Want to reinstall Windows or install Linux on your computer? Try these tools.
So you've decided to give Linux a shot, and you've found a distribution that suits you. Or maybe you want to reinstall Windows because it's running slow, infected with viruses, or won't boot. No matter what kind of trouble your computer is having, here's a list of tools to do a clean install of Windows or Linux on your computer.
So, first thing first, if you want to install Windows 10, you can grab the ISO file on the Microsoft website and buy a license from there too. And if you want to install a Linux distribution, I invite you to take a look at the various distributions that exist or to take this simple test in order to choose the one that fits your needs the most. You can then download the ISO image of your choice on the distro's official website.

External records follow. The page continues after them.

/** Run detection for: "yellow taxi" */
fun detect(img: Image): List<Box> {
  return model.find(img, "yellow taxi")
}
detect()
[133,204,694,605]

First, you may need to format or edit the partitions on your disk. GParted is probably the most reliable and well-known tool to do that on Linux. It's a GTK+ front-end to GNU Parted and the official GNOME Partition Editor application. It is used for creating, deleting, resizing, moving, checking, and copying partitions and the file systems on them. This is useful for creating space for new operating systems, reorganizing disk usage, copying data residing on hard disks, and mirroring one partition with another (disk imaging).
If you're already on Windows, you might want to try MiniTool Partition Wizard, which seems to be the best alternative to GParted. It's a partition manager software that supports 32/64 bit Windows Operating System and offers a free and paid version.

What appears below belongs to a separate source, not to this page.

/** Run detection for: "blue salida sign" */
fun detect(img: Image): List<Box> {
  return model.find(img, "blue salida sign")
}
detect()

dd is a command-line utility for Unix and Unix-like operating systems whose primary purpose is to convert and copy files. Thus, you can easily use this command in your terminal to make a bootable USB flash drive from an ISO file.
If you want to use a tool with a GUI, Etcher is probably your best choice. It works on Windows, macOS and Linux, has a nice user interface, and is pretty fast as well. The program burns images only and can’t compete with more versatile products, but does at least warn you of this. We chose a Windows image, for instance, and Etcher warned us that extra processing was required to make the image bootable, and we should use a tool like Rufus instead. So, it's a great little tool for burning Linux images but if you're trying to burn a Windows 10 image on a USB flash drive, you might want to use Rufus (Windows), Boot Camp (macOS) or WinUSB (Linux) instead.
If WinUSB doesn't work for you, take a look at this subject, it might help you.
Like said above, Rufus is a small utility that helps format and create bootable USB flash drives. It's a great solution if you're on Windows and want to burn a Windows ISO image on a USB flash drive.
On the other hand, Boot Camp is your best choice if you're on a macOS system. It allows you to create a bootable Windows (7, 8 or 10) USB flash drive easily that works on any computer.
Finally, if you're on Linux and want to install Windows on a computer, you should try WinUSB, which is – as its name implies – a tool that enables you to create your own USB stick Windows installer from an ISO image or a real DVD.
To resume, if you're on a macOS, Windows, or Linux computer and want to install Linux, use the
dd command line or Etcher. And if you want to install Windows, use Rufus, Boot Camp, or WinUSB depending on the OS you're on.
If you've successfully installed/reinstalled Windows on your computer, you can save time by using Ninite to install your favorite software easily and quickly.
On macOS, you can use Get Mac Apps – which is pretty great – to install multiple macOS apps automatically with one command.
On Linux, there is no real alternative to Ninite but you can use apt-get (or another package manager like pacman or rpm) to install multiple software at once from the command line.
With these tools, you should be able to easily install Linux or Windows on your computer, no matter what operating system you're using. If you think we missed an important tool or some information about a tool we listed, feel free to tell us, we're not perfect!
PS: I haven't mentioned UNetbootin in this list because many users – myself included – are having trouble creating a bootable USB flash drive with this tool recently (just look at the reviews on the UNetbootin's HyperVTX page).